Now $H_n = \frac{\sum_{k=1}^n \frac{n!}{k}}{n!}.$ So $H_n n! = \sum_{k=1}^n \frac{n!}{k}.$ So the question becomes what is the $\gcd(n!,\sum_{k=1}^n \frac{n!}{k}).$
We know that $\omega(n!) = \pi(n)$, where $\omega(x)$ counts distinct prime factors of $x$ and $\pi(x)$ is the number of primes not exceeding $x$.
We also see that $\pi(\frac{n}{2})\le\omega(\sum_{k=1}^n \frac{n!}{k})$. This is because all the primes that are smaller than $n/2$ are found at least once in every fraction.
Assume that $n!$ has a factorization $p_1^{t_1}p_2^{t_2}\cdots p_{\pi(n)}^{t_{\pi(n)}}.$ If $p_m < n/2$, then $p_m | H_n n!$.
Every number between 2 and $n$ divisible by $p_m$ increments the exponent of $p_m$ by a number equal to the number of times the number is divisible by it.
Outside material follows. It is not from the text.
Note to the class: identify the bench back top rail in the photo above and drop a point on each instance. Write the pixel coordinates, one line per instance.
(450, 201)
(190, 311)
Assume that $l$ is the greatest multiple of $p_m$ between 1 and $n$. Then the exponent of $p_m$ in the factorization of $h_n n!$ is at least $m-l$, because every other number divided away removes less $p_m$ multiples than the one with exponent $l$.
Example: $9! = 2^7 3^4 5^1 7^1$. $H_9 9! = 2^4 3^2 7129^1$. The greatest multiple of $2$ between 2 and 9 is 3 from 8. In the latter this is divided away in one, thus reducing the number of times the whole is divisible by 2 by 3. Hence 2 has exponent 4 at the latter number.
What I am especially interested is the fact that the factorization of $H_n n!$ seems, according to computer experiments, to contain vast primes, far greater than $n$. Can we get some information about these?
Lastly it is obvious that $\gcd(n!,H_n n!)<n!,$ for $H_n$ is not an integer.
As you noted: If $p\le \frac n2$ then $\frac {n!}k$ is a multiple of $p$ for all $k$ because at least two factors of $n!=1\cdot2\cdots n$ are multiples of $p$ and $k$ cancels at most one. More precisely, the exponent of $p$ in $n!$ is $e_n=\lfloor \frac np\rfloor+\lfloor\frac n{p^2}\rfloor +\ldots\approx \frac n{p-1}$ and the exponent of $p$ in $H_nn!$ (and therefore in the $\gcd$) is at least $e_n-\lfloor \log_pn\rfloor $ (from the highest prime power occuring as denominator), so the small primes occur in quite high powers if $n$ is big.
But if $\frac n2<p\le n$, then precisely the summands $\frac {n!}k$ with $k\ne p$ are multiples of $p$, whereas $\frac{n!}p$ is not. Therefore $\gcd(n!,H_nn!)$ is $\frac n2$-smooth and also a multiple of $\frac n2\#$. Consequently all remaining prime factors of $H_nn!$ must be $>n$. In fact, you can find these excess factors $$\frac{H_nn!}{\gcd(n!,H_nn!)} $$ as sequence A001008 in OEIS.